例 ac 4+3 ; dc 3+4 ; ia 0+3 prs 1 ; h 3 : ph 2 ; nt 2 ; sa 2 ; pa 2 ; ・・・・・・・

ac 4+3 は,胸部背版の中央の剛毛列が,前半が4本,後半が3本 という意味です.

 鱗翅目などの幼虫に寄生するヤドリバエの権威である先生も,同定を依頼するのであれば羽化してきた寄生バエを注意深く捕殺し,剛毛が脱落しないように針刺しするようにと書いております.
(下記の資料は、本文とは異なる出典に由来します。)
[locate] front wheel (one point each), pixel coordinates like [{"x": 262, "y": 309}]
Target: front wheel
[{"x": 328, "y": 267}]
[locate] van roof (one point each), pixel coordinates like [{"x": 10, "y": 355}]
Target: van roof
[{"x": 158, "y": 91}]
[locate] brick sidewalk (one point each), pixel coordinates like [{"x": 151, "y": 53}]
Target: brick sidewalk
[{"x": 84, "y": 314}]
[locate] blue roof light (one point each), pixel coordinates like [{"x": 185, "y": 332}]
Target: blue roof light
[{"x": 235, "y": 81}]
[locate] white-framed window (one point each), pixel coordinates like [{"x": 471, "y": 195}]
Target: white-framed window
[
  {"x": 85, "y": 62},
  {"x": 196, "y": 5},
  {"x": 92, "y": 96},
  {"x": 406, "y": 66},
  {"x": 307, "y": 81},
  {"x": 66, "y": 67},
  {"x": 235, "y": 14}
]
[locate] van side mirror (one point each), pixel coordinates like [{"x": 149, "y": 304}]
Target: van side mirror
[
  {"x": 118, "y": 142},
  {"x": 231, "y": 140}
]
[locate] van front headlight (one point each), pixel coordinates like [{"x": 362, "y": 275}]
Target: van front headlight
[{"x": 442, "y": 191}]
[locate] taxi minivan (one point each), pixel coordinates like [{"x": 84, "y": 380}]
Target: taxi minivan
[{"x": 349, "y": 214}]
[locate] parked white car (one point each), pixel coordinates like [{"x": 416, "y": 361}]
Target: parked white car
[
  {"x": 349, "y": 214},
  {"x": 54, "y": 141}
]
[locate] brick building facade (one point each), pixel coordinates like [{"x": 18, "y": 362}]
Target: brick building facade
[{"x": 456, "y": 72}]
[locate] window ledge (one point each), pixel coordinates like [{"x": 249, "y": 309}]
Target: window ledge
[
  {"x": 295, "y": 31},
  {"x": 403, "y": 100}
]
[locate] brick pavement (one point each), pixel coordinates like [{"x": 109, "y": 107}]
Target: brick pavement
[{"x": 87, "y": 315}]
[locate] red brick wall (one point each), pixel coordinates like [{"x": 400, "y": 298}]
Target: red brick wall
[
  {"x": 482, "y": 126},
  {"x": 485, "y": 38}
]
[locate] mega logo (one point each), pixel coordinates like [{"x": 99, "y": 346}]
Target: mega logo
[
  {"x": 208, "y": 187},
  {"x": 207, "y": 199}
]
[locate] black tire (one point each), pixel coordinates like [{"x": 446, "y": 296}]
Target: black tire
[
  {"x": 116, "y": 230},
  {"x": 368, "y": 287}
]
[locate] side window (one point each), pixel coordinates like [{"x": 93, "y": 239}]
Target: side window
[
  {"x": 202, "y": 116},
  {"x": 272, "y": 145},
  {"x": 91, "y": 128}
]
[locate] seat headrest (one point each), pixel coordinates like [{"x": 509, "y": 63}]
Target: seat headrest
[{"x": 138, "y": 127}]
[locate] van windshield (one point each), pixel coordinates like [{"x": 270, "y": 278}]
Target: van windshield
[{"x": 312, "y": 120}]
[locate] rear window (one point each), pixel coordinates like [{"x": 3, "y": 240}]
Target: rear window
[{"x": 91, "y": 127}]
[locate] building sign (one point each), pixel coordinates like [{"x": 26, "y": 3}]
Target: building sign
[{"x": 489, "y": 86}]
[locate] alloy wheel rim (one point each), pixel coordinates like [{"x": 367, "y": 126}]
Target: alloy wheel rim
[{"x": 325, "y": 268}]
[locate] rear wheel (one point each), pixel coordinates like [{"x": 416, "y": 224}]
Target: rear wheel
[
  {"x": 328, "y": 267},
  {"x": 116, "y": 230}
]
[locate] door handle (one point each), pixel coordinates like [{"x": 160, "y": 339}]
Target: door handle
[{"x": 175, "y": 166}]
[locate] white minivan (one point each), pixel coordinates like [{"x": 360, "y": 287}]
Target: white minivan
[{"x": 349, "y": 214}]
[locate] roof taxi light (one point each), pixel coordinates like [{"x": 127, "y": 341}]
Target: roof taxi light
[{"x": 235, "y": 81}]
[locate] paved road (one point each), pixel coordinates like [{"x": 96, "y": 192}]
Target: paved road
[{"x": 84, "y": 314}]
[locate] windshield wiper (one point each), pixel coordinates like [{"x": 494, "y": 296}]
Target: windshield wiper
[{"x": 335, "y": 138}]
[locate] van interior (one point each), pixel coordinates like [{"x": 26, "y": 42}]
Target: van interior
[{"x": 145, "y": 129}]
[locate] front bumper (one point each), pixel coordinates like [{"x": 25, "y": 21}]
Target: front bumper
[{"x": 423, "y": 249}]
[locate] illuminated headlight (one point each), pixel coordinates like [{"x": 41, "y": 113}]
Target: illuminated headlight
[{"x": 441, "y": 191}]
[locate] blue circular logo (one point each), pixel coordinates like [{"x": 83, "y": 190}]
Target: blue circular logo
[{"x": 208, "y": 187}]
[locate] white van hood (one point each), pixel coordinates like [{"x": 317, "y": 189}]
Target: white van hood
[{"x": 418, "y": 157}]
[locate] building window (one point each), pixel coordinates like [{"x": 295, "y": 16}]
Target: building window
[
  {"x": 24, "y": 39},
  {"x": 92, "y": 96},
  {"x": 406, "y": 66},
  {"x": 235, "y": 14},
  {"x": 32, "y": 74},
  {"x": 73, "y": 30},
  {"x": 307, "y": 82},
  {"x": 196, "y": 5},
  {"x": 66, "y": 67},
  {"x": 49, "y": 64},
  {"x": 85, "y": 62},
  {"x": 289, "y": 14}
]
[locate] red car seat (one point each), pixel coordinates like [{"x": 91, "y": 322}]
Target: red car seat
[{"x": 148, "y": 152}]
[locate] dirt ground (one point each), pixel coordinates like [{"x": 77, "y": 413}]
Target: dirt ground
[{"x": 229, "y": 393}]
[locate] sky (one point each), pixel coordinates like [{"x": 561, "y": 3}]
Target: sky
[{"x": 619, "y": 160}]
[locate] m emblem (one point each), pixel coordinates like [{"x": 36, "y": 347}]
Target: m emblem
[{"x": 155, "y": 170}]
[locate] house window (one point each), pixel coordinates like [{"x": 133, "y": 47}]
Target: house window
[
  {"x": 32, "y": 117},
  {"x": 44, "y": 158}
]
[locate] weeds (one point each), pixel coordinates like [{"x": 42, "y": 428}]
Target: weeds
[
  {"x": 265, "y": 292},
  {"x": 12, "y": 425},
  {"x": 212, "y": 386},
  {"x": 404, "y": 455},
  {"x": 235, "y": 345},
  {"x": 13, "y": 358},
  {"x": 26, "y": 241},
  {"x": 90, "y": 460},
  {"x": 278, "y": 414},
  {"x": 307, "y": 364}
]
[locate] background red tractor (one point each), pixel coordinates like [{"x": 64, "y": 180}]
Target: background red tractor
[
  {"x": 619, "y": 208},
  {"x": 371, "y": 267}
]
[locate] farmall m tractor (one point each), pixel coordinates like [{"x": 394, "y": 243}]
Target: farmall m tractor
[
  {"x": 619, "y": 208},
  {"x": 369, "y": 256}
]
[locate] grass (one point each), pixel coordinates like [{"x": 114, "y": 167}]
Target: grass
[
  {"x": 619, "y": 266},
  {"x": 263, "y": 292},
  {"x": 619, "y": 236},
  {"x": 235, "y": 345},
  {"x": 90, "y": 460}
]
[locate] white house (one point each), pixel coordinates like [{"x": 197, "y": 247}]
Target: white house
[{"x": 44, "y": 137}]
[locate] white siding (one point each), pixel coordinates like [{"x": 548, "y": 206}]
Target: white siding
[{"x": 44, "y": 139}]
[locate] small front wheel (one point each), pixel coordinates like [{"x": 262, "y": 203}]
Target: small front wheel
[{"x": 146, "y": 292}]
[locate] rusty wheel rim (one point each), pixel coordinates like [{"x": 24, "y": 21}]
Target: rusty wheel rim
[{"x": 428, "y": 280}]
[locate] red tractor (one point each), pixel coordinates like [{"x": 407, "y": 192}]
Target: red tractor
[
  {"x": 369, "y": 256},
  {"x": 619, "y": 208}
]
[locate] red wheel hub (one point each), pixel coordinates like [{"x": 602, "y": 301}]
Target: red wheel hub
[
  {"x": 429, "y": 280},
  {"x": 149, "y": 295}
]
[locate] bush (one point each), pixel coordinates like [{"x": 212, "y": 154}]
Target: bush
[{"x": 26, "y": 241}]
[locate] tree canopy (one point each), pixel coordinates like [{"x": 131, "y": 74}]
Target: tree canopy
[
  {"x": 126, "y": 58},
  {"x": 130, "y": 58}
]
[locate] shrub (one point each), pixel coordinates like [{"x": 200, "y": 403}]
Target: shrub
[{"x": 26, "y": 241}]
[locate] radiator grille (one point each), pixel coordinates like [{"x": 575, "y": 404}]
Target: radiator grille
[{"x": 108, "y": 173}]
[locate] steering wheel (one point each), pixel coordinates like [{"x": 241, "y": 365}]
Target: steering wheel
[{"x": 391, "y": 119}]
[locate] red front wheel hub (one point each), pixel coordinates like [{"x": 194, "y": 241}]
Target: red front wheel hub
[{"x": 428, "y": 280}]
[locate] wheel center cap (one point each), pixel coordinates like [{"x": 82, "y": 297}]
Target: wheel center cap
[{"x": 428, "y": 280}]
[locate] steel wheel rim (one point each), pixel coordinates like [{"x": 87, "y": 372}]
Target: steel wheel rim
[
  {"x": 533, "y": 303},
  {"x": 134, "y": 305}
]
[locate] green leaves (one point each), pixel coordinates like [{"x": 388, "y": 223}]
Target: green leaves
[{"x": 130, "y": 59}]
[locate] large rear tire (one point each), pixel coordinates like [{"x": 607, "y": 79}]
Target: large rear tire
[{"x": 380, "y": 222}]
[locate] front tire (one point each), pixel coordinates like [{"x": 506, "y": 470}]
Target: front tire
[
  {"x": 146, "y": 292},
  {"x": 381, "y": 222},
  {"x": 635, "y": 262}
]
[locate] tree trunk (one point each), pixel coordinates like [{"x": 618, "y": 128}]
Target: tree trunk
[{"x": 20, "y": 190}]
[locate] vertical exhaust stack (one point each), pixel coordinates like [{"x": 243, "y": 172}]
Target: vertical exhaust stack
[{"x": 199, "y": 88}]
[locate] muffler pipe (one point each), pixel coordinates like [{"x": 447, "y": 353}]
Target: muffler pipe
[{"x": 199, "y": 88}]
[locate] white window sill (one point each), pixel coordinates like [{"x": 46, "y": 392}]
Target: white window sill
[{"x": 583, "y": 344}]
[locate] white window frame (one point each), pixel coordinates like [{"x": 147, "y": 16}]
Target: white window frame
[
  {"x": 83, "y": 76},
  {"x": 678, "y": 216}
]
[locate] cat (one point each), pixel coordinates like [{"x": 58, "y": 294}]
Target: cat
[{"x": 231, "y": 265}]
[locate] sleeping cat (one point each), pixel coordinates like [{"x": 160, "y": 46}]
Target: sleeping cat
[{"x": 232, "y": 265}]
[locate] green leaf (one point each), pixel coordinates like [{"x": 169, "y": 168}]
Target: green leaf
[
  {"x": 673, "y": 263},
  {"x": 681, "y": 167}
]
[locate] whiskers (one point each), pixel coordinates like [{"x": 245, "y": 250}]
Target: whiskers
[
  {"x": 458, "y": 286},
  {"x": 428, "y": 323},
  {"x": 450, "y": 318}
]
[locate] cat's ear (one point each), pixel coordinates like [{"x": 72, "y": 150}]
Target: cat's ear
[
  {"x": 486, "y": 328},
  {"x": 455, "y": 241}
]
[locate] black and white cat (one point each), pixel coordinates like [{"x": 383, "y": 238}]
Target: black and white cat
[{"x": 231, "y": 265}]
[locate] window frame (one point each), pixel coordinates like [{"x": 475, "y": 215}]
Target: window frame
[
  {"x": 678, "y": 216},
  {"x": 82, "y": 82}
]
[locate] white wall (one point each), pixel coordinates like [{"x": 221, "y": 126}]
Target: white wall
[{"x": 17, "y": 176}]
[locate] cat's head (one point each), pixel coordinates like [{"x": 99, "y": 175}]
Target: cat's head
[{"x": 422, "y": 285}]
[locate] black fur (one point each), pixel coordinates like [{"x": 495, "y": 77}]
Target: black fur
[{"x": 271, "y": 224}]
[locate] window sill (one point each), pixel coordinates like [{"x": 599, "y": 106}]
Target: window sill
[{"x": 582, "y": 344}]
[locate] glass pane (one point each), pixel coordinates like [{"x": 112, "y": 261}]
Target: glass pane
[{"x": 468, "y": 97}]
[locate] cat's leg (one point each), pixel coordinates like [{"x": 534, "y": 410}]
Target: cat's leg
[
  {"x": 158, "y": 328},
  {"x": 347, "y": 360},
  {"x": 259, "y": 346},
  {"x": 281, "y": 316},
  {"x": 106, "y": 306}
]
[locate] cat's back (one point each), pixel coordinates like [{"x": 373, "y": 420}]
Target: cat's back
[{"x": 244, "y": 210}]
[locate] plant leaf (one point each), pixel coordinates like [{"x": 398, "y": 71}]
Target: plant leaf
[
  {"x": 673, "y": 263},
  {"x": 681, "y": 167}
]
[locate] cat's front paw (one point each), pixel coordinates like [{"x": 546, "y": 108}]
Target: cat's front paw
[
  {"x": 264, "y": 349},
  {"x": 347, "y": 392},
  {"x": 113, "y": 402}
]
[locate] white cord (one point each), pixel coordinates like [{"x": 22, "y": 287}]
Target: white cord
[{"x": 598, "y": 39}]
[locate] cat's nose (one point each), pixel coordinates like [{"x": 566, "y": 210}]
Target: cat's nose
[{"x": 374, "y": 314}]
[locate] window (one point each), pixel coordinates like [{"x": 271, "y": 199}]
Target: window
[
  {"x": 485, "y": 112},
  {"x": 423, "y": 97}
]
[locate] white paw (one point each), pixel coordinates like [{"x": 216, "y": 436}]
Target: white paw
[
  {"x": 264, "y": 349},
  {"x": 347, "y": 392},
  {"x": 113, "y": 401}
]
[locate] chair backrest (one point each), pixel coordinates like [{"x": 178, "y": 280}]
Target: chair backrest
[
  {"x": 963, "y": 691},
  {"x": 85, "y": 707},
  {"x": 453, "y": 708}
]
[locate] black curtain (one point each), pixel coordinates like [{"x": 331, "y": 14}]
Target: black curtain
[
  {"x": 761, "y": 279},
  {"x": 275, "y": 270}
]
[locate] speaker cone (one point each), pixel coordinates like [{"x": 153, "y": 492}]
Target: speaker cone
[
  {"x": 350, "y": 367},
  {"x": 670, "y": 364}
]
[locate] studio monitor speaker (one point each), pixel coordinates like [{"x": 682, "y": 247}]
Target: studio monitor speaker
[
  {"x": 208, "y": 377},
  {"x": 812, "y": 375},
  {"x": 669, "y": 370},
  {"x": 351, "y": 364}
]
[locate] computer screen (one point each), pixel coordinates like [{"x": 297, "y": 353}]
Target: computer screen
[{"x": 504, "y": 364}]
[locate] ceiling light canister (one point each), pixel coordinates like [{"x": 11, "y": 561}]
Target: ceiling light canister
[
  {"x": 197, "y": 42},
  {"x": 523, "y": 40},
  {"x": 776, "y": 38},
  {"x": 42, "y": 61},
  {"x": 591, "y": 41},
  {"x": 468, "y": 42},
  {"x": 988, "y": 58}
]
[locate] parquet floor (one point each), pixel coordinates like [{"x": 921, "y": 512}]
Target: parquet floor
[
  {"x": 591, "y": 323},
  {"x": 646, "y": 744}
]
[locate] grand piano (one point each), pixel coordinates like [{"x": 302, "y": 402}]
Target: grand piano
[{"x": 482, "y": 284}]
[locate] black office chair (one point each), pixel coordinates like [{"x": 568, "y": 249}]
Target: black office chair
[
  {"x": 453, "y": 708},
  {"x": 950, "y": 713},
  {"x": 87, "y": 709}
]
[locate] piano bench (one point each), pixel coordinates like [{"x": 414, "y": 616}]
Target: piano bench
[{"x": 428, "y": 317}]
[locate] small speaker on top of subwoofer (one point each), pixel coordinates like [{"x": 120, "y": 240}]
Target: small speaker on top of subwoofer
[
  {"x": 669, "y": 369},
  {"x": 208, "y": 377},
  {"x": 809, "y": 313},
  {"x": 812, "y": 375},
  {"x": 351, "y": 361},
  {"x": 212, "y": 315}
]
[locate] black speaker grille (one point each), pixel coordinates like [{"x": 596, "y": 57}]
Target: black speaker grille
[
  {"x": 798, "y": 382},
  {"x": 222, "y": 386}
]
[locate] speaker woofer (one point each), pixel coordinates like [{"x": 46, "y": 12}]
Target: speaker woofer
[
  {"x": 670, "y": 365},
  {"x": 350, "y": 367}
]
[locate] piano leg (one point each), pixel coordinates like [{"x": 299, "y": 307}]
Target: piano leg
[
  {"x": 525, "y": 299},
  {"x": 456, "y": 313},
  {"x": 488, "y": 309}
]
 ハナアブの場合は剛毛が少ないので,ここまで神経を使う必要は無いので,きれいに見えるように展翅・展足することも可能です.
 しかしながら,付節の裏の剛毛を見たり,脚部の毛の色や並び,基節や転節の毛の状態,胸部下部の毛の状態,腹部の腹板の長さや色等の情報が必要とされる場合があるので,貼り付け標本の同定は困難な場合があります.
 
 そういえば,昨年ビニール袋入りの標本を調べてほしいという依頼もありましたが,これも同定作業が面倒でお断りしました.
 胸背の色や翅の微毛の状態などを見なければならない場合や,各部の比率を測定する場合,標本の角度を微調整しなければならないのですが,転がしてみている状態では困難です.
 台紙に貼り付けてしまえば良いのですが,袋入りで返さなくてはならないのでは困ってしまいます.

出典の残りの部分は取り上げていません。